The therapy combines low-dose IL-2 to expand T-reg numbers and function, with a CTLA-4 inhibitor to reduce surrounding inflammation. This dual approach addresses a key failure mode of prior T-reg therapies, where newly functional cells would quickly become dysfunctional again in the inflammatory disease environment.

Coya's treatment is a combination therapy that addresses two problems simultaneously. One component increases the number of functional regulatory T-cells (Tregs) to control the immune system. The second component suppresses the underlying inflammation that would otherwise cause these newly boosted cells to become dysfunctional again, ensuring a more durable effect.

Instead of targeting individual gene mutations in diseases like ALS, condensate science focuses on shared cellular structures where genetic risks converge. This approach creates a broader therapeutic target, potentially treating more patients with diverse genetic profiles.

Coya Therapeutics' vision is to make diseases like ALS "livable" by completely stopping their progression. This ambitious goal stems from a small investigator-initiated trial where patients showed no disease progression over six months, a period where a significant decline is typically expected, reframing the therapeutic benchmark.
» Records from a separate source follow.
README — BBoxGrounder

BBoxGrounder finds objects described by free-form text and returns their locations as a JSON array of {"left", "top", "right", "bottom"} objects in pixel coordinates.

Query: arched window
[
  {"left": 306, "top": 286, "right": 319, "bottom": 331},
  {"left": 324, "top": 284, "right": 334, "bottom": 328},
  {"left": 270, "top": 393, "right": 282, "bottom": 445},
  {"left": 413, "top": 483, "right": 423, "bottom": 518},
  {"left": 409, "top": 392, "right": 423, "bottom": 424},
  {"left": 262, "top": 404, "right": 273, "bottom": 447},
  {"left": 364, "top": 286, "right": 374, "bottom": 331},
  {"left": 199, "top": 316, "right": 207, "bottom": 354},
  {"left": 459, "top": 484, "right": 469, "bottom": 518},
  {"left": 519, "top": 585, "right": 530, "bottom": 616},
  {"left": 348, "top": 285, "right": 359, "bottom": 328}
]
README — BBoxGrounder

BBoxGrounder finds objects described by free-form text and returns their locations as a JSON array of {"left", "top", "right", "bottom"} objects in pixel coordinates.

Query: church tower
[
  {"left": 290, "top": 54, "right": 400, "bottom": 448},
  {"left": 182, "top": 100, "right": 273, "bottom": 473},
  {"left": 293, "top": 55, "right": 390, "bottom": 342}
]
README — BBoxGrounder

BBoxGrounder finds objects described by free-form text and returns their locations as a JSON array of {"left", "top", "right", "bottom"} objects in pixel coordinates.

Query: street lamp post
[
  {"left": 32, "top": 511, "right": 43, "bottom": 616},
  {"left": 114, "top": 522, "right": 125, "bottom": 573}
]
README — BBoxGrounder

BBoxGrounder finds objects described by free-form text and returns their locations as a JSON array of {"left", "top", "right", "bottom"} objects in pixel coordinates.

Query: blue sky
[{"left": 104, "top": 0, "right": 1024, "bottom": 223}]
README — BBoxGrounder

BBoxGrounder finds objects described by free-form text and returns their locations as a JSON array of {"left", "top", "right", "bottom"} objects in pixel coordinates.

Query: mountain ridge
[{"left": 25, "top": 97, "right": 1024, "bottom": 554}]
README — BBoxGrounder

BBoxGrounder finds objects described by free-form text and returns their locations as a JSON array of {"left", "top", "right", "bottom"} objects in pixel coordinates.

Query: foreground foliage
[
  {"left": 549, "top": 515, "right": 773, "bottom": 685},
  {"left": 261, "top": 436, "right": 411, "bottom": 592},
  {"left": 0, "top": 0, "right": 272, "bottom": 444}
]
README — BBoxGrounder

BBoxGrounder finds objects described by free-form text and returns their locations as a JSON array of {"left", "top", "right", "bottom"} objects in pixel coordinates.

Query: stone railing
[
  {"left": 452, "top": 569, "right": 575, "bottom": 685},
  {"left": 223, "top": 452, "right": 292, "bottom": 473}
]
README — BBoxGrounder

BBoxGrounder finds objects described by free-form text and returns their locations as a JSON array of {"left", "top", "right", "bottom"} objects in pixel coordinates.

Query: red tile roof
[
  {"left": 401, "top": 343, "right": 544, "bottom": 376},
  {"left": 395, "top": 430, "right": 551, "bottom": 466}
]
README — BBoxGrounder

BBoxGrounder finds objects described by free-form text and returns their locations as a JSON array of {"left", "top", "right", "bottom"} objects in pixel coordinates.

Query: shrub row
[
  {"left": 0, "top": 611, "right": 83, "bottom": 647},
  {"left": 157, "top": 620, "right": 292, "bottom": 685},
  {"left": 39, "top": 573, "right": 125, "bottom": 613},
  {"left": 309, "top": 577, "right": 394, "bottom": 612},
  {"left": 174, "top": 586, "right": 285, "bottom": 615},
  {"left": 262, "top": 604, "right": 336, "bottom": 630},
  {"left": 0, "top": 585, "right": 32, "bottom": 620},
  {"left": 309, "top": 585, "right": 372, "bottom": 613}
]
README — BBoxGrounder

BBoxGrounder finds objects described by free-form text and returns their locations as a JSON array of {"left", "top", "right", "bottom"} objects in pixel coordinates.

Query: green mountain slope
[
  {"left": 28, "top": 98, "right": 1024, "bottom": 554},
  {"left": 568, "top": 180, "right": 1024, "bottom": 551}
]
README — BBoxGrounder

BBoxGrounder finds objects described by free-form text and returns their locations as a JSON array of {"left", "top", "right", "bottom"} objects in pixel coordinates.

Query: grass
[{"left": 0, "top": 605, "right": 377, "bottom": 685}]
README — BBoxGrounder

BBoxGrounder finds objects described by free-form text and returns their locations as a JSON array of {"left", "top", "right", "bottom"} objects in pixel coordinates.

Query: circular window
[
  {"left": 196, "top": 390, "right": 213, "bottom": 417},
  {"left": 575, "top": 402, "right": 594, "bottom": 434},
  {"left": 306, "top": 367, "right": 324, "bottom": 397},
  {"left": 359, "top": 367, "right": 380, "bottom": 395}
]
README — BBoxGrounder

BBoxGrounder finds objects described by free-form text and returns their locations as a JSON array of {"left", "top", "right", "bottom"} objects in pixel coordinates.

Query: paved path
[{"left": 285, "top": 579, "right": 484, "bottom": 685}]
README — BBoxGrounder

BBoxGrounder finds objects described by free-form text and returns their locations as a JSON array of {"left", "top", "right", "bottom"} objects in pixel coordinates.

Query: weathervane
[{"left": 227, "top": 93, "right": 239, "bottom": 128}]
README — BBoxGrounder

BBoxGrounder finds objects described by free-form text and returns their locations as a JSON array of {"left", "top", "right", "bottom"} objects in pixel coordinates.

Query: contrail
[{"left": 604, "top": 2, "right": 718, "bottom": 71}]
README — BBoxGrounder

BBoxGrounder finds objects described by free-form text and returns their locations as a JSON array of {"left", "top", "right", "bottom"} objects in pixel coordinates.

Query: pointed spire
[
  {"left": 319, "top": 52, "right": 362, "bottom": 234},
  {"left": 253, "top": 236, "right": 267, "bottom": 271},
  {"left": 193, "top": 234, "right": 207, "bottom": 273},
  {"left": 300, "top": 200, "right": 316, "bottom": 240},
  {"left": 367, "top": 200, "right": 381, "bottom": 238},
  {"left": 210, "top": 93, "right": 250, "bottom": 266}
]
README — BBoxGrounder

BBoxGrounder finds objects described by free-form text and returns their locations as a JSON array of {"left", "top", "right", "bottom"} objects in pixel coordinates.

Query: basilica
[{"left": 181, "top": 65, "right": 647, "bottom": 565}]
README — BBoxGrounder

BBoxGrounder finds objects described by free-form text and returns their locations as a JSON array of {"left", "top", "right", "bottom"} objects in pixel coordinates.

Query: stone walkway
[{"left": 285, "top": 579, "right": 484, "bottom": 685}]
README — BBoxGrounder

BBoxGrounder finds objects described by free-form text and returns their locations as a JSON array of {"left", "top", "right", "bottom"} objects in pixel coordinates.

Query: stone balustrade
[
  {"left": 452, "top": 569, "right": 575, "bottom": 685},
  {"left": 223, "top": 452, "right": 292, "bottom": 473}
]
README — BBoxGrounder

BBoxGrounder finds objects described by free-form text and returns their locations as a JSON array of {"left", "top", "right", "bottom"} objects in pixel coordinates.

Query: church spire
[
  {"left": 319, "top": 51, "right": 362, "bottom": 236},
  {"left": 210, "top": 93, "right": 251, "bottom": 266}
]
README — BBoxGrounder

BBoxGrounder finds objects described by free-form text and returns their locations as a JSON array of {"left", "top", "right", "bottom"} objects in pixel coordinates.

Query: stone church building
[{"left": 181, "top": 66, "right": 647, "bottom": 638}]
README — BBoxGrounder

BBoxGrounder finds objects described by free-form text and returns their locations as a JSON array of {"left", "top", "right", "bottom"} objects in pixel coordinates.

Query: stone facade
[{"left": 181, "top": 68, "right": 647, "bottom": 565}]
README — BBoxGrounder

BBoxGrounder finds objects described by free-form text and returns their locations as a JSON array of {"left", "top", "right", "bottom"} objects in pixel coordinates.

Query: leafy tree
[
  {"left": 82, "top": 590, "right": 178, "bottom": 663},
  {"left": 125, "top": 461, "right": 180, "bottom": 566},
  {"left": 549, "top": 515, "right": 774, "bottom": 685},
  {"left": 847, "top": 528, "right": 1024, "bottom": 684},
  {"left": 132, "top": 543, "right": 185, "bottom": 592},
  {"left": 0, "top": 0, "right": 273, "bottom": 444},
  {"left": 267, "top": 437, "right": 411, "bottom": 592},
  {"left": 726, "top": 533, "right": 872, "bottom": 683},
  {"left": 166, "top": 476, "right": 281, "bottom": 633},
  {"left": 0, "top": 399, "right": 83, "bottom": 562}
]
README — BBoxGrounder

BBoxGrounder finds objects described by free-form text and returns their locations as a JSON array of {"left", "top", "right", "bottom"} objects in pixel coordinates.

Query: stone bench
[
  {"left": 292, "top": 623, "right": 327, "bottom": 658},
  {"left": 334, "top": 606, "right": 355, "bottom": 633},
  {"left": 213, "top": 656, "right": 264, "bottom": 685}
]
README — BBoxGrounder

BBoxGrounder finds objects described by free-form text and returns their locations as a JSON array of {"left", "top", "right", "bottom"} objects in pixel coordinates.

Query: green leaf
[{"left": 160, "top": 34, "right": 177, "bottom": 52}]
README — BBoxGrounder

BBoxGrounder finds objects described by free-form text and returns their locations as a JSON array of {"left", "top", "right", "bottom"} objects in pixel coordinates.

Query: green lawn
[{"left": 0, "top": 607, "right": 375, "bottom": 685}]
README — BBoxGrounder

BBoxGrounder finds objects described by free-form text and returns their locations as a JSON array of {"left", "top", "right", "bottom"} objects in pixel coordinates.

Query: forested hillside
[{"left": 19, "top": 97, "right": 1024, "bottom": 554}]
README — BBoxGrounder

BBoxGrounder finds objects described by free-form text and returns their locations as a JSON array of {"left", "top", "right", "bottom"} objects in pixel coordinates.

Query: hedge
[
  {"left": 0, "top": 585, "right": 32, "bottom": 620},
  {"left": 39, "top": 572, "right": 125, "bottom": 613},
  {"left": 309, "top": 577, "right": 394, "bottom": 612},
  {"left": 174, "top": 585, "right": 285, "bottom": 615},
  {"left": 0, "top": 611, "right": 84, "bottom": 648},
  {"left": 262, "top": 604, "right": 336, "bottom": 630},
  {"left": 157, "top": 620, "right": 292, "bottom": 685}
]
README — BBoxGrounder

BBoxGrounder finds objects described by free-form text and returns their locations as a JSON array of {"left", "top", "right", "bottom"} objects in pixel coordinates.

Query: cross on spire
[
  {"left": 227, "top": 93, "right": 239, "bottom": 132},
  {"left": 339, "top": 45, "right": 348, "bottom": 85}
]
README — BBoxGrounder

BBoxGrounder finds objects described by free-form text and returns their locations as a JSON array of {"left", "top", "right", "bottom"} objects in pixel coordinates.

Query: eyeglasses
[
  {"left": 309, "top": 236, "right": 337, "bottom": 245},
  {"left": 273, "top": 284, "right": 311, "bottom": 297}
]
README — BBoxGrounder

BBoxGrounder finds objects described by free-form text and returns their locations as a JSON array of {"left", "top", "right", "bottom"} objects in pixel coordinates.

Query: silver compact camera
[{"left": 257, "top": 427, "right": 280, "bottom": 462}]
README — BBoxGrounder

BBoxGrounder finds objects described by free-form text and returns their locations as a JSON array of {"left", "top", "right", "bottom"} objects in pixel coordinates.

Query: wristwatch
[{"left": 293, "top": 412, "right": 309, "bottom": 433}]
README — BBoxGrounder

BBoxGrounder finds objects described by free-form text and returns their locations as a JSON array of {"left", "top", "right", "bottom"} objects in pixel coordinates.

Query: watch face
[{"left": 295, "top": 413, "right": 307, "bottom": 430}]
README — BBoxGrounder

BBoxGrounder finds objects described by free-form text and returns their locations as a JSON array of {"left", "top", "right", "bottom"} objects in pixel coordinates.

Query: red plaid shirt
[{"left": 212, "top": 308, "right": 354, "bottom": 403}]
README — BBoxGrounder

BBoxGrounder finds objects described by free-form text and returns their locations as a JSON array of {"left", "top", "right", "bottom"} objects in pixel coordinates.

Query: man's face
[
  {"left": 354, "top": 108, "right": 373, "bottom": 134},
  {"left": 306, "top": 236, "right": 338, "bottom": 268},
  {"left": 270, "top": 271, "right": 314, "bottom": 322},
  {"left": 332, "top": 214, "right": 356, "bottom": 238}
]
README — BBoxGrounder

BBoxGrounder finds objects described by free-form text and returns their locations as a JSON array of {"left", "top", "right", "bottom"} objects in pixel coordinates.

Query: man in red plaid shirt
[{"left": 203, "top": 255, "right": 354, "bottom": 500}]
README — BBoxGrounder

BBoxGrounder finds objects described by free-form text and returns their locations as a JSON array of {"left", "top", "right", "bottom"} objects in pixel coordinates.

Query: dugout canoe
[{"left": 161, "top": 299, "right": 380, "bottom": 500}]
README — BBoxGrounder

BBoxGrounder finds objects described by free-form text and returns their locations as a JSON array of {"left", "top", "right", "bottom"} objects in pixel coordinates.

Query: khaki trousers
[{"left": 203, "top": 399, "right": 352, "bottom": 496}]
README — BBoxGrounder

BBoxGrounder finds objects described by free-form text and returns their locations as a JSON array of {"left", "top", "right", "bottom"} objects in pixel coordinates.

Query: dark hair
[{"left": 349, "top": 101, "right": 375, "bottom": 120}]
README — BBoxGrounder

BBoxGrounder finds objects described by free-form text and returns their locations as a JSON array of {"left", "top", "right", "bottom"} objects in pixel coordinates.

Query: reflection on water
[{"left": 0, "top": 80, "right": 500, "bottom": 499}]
Coya Therapeutics is pursuing a novel therapeutic goal for ALS: making the condition "livable" by stopping its progression. Instead of aiming for a cure or reversing existing damage, their strategy focuses on preserving a patient's current motor function, which would represent a significant breakthrough in managing the neurodegenerative disease.

Despite initial hype in oncology where business models struggled, cell therapy is finding a major new application in treating autoimmune diseases. By resetting the immune system, it can offer functional cures for debilitating conditions—a powerful and unexpected pivot for the technology platform.

Diverging from typical approaches that focus on damaged neurons, Neuvivo's drug addresses ALS as an immune system disorder. By supplying a molecule the immune system is missing, it helps regulate the system, allowing the body to recover from the attacks that cause neurodegeneration.

After Novo Nordisk's GLP-1 trial in Alzheimer's failed to show clinical benefit despite a 10% biomarker improvement, Coya is pursuing a combination therapy. They theorize that adding low-dose IL-2 can synergistically boost biomarkers to the 25-30% range, a level they believe is necessary to achieve clinically meaningful effects.

Coya's therapeutic approach is not limited to ALS. The company views the underlying mechanism—dysfunctional regulatory T-cells driving neuroinflammation—as a common pathway in other conditions like frontotemporal dementia, Alzheimer's, and Parkinson's. This positions their drug as a platform technology, creating a broader pipeline and de-risking the company from reliance on a single indication.